Ensembled Weakly-Supervised Segmentation
Published:
This project explores ensembled weakly-supervised segmentation techniques for computer vision tasks.
The goal was to leverage multiple models to improve segmentation accuracy under limited supervision, combining ideas from deep learning, ensembling, and semi-supervised learning.

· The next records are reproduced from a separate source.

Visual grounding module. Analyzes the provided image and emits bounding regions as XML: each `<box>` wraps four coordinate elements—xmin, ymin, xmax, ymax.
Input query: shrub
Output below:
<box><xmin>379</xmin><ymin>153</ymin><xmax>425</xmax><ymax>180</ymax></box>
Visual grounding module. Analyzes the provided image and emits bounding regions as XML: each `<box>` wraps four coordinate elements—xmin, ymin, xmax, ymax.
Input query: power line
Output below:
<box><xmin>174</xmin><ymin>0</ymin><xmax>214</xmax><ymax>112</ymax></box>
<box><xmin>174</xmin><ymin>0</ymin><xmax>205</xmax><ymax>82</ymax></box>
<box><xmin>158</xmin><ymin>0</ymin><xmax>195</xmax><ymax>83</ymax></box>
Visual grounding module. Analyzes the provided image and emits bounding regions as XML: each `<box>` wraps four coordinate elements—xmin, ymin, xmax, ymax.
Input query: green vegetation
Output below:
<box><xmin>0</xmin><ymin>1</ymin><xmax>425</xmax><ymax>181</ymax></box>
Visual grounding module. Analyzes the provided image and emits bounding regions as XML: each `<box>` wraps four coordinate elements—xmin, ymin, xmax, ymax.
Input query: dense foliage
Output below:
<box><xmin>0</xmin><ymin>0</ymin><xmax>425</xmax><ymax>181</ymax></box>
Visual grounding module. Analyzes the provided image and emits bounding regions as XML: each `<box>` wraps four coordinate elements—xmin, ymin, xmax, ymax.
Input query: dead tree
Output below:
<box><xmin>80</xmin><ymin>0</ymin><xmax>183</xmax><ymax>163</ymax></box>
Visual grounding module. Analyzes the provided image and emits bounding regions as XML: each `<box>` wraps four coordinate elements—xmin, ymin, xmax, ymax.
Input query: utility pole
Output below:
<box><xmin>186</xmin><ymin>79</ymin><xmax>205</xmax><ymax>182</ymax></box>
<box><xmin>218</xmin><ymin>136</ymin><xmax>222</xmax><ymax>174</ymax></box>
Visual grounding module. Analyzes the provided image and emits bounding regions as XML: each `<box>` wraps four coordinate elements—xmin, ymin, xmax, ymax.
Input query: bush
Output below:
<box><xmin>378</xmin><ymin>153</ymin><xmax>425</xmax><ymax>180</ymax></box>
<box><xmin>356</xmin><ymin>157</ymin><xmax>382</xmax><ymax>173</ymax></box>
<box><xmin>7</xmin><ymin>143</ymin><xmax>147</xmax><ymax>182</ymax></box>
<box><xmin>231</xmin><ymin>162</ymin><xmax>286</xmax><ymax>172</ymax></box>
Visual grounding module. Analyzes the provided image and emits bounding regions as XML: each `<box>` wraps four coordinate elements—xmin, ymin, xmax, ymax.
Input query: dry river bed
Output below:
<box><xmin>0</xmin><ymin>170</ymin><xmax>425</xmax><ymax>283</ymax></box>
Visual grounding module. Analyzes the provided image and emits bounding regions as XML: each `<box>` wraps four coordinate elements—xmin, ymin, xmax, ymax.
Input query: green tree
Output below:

Weakly supervised semantic segmentation (WSSS) reduces the cost of pixel-level annotation by training models with only image-level labels. In this work, we first establish a unified benchmark evaluating three CAM-based localization methods—CAM, Erased CAM (ECS-CAM), and Contrastive CAM (CCAM)—under identical training and augmentation protocols. Building on their complementary strengths, we propose an ensemble framework that fuses multi-method activation maps and applies a lightweight CRF-based refinement to produce high-quality pseudo-pixel labels. To further improve mask completeness and background suppression, we introduce two novel training strategies: (1) augmenting with background-only images by adding a “bg” class, and (2) a pet-specific contrastive fine-tuning stage that treats each breed as a separate category within CCAM. Finally, we use these pseudo-labels to train a U-Net segmentation network and compare its performance against a fully supervised U-Net baseline. Our best weakly supervised model achieves 61.6 \%(finetune) and 76 \%(pretrain) IoU comparing to the 68.25 \% on fully supervised baseline model.